Anyway, the point of this post isn’t to actually implement WaveNet, but to explore how something-WaveNet-like runs on a GPU. This came out of a question from my friends at Myrtle Software, who specialise in compiling code to run on FPGAs, typically to run in a datacentre.

The question in question is: is the GPU implementation in this paper by Baidu really representative of the best you can do on a GPU?

The original WaveNet algorithm synthesises audio at 16kHz one sample at a time. Each sample is the output of a deep neural network whose inputs include (among other things) the previous about-a-hundred samples. The upshot of this is there’s limited parallelism to exploit, since we need to compute sample completely before all of the work for sample can kick off. (Though there are dynamic-programming-style optimisations available to avoid doing redundant work.)

Now, an important point about this set-up is quite how “deep” deep is: dozens and dozens of layers of activations. The proxy we’re going to use as a benchmark to approximate WaveNet is to take a 128-element vector, and apply serial matrix multiplication by eighty different 128×128 matrices in turn. With full 32-bit values this works out to ~5MB of weights we need to access to compute each sample. This is a major problem for generating an efficient implementation.

The Baidu paper uses an interesting strategy to combat this problem. They basically say “clearly it would be ridiculous to keep reloading matrix weights all the time. But look – a big GPU actually has a lot of very fast local storage close to the execution units: the register files!”

It’s true that there are **a lot** of registers in a big discrete GPU. A typical NVIDIA Streaming Multiprocessor (SM) has 65,536 registers, ie a 256kb register file. This means if you have 20 SMs you’ve got enough space to keep all of those matrix coefficients resident in fast local memory.

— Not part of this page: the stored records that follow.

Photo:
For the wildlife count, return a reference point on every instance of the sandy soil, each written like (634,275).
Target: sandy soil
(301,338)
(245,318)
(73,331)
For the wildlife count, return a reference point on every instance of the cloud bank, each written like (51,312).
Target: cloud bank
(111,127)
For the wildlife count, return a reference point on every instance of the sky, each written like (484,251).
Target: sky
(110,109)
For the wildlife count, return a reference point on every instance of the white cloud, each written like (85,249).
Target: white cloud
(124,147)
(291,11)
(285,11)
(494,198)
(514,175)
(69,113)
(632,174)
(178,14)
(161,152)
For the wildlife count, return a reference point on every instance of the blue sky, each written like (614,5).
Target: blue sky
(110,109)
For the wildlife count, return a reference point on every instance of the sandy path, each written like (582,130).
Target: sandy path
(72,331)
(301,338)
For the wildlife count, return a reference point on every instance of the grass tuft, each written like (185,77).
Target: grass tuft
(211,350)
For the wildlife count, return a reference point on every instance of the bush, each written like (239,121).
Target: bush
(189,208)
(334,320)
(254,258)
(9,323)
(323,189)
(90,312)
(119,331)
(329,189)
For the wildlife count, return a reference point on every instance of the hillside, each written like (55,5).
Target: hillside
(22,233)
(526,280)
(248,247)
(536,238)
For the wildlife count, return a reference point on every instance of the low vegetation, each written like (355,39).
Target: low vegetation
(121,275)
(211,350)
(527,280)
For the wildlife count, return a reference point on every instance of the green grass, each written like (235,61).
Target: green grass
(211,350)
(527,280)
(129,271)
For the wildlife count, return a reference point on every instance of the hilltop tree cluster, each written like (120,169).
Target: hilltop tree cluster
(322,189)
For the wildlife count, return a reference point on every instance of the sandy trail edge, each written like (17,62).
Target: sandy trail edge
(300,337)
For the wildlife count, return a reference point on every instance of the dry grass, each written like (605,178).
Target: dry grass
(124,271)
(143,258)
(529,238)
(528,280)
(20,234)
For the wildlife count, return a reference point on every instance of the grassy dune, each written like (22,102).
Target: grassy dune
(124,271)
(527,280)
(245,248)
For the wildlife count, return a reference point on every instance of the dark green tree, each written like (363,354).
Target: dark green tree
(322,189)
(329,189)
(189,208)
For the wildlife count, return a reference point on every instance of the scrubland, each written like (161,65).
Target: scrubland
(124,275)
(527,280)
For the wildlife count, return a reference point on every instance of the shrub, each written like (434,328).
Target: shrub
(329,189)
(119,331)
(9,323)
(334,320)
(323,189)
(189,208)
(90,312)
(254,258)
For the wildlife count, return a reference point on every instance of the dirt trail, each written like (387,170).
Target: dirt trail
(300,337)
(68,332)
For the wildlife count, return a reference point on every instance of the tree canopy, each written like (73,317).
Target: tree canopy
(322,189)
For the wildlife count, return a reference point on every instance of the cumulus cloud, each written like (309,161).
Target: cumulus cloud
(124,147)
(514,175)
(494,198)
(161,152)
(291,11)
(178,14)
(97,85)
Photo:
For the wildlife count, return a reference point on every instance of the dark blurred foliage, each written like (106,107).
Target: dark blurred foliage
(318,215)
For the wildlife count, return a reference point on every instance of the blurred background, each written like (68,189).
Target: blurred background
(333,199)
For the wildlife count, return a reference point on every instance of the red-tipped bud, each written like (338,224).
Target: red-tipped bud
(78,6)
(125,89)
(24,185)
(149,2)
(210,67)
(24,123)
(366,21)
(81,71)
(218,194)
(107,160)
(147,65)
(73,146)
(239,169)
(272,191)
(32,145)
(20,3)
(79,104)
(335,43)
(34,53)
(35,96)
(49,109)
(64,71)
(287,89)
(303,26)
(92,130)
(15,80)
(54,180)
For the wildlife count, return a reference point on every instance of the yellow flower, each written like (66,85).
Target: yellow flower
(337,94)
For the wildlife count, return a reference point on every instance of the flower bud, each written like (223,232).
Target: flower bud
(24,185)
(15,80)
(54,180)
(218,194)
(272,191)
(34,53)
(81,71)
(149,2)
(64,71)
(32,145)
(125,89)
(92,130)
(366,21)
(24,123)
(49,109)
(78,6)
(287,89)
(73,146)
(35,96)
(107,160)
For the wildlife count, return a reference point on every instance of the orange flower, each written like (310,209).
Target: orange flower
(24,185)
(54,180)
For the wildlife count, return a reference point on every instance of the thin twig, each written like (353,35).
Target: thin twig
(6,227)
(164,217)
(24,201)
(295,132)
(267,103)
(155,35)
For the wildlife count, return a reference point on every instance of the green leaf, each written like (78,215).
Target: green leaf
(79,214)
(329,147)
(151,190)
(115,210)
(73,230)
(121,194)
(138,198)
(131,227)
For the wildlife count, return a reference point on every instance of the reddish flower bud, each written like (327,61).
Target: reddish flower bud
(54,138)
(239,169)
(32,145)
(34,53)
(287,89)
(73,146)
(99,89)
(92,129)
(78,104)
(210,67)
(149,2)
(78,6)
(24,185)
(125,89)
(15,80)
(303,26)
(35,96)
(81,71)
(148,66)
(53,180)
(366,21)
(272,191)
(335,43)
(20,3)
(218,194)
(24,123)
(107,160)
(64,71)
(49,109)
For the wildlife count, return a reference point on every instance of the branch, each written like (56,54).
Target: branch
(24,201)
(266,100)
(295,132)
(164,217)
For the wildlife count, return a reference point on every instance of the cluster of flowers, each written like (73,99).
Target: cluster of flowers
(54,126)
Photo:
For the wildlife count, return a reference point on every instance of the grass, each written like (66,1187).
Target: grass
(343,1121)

But you’ve probably spotted the problem here: although we’ve got enough memory overall, there’s no space for any redundancy, and each matrix can only live in one place: a single SM. Because of the serial dependency in the computation, this means that only one SM can be “active” at once. So before we start we’re limited to an upper bound of 5% compute efficiency.

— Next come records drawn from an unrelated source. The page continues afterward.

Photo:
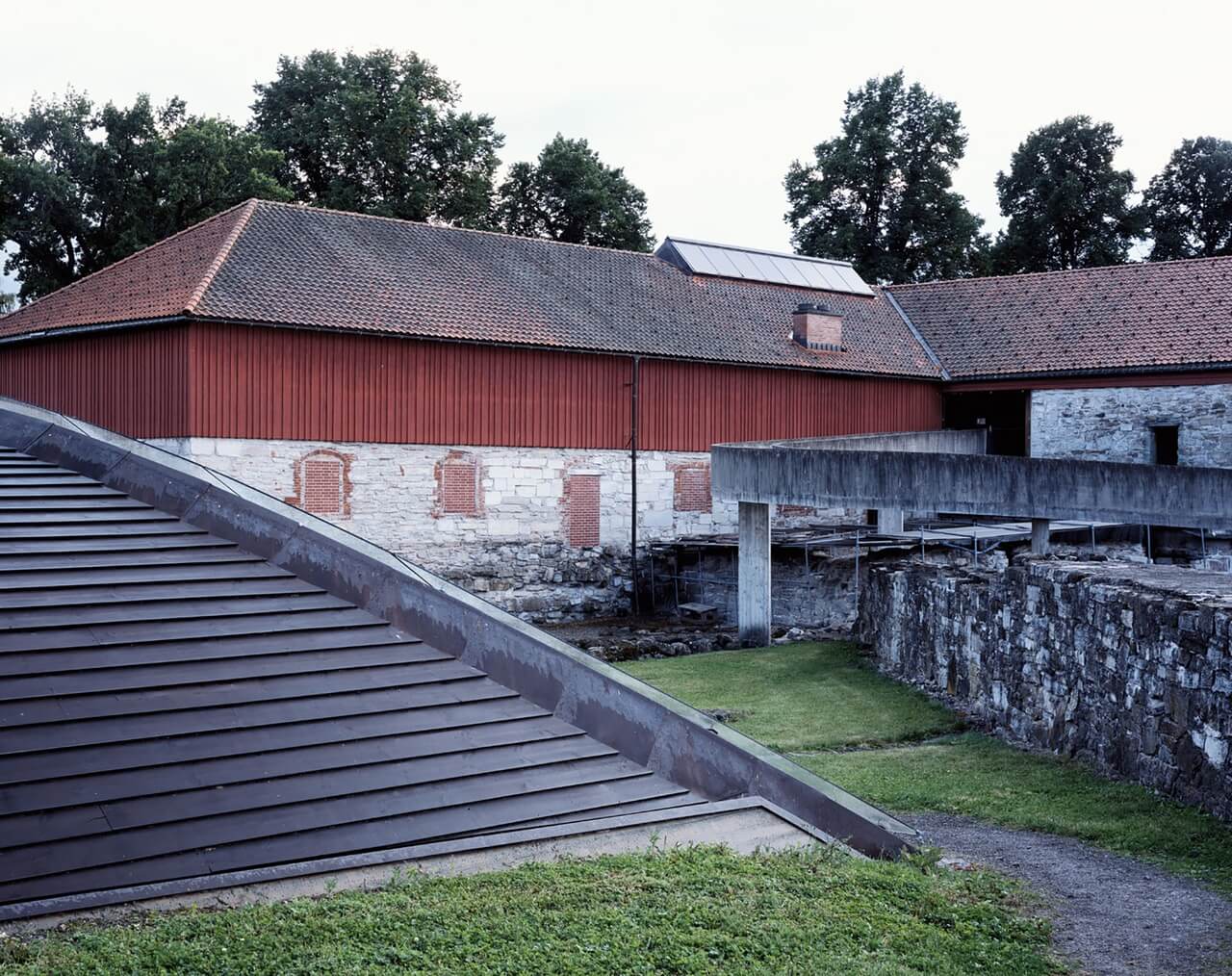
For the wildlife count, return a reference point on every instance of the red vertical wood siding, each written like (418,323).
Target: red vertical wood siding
(245,381)
(689,407)
(133,381)
(299,385)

And in fact it’s worse than that. The strategy feels a bit odd (“it’s not how GPUs are supposed to be programmed”) and perhaps unsurprisingly, it turns out that the compiler is really unhappy about the idea of keeping all those weights resident in registers. So things go from bad to worse, and the actual compute efficiency they achieve in the end is more like 0.1%. This is bad.

TL;DR – yes, but…

The Baidu implementation runs at something like 0.2x real-time. A simple bandwidth calculation shows that even streaming through all the weights over and over again will be faster than that: real-time performance would be 5MB x 16kHZ = 80GB/s. (A top-end discrete GPU has bandwidth >300GB/s, and even the aging and frail 860m in my laptop has 80GB/s.)

So I wrote a CUDA kernel to do the proxy calculation. Here are some of the fiddly details:

**A**. We can’t efficiently launch ~10,000 kernels/sec so to minimise our overheads we have to run an uber-kernel. (That is, we launch a small number of thread groups – so they can all be in flight on the GPU at once – and implement blocking/waiting/synchronisation behaviour by hand.)

**B**. We split each matrix multiplication across the thread groups/SMs. Conceptually, each thread group will be responsible for a few rows of the matrix multiply.

**C**. We have to store our results to main memory and synchronise after every matrix multiply. Using an atomic add and spinning seems as good as anything. (This is a rare case where adding thread-predication and thread-group-synchronisation actually *improves* performance: just spin on the counter on a single thread/warp.)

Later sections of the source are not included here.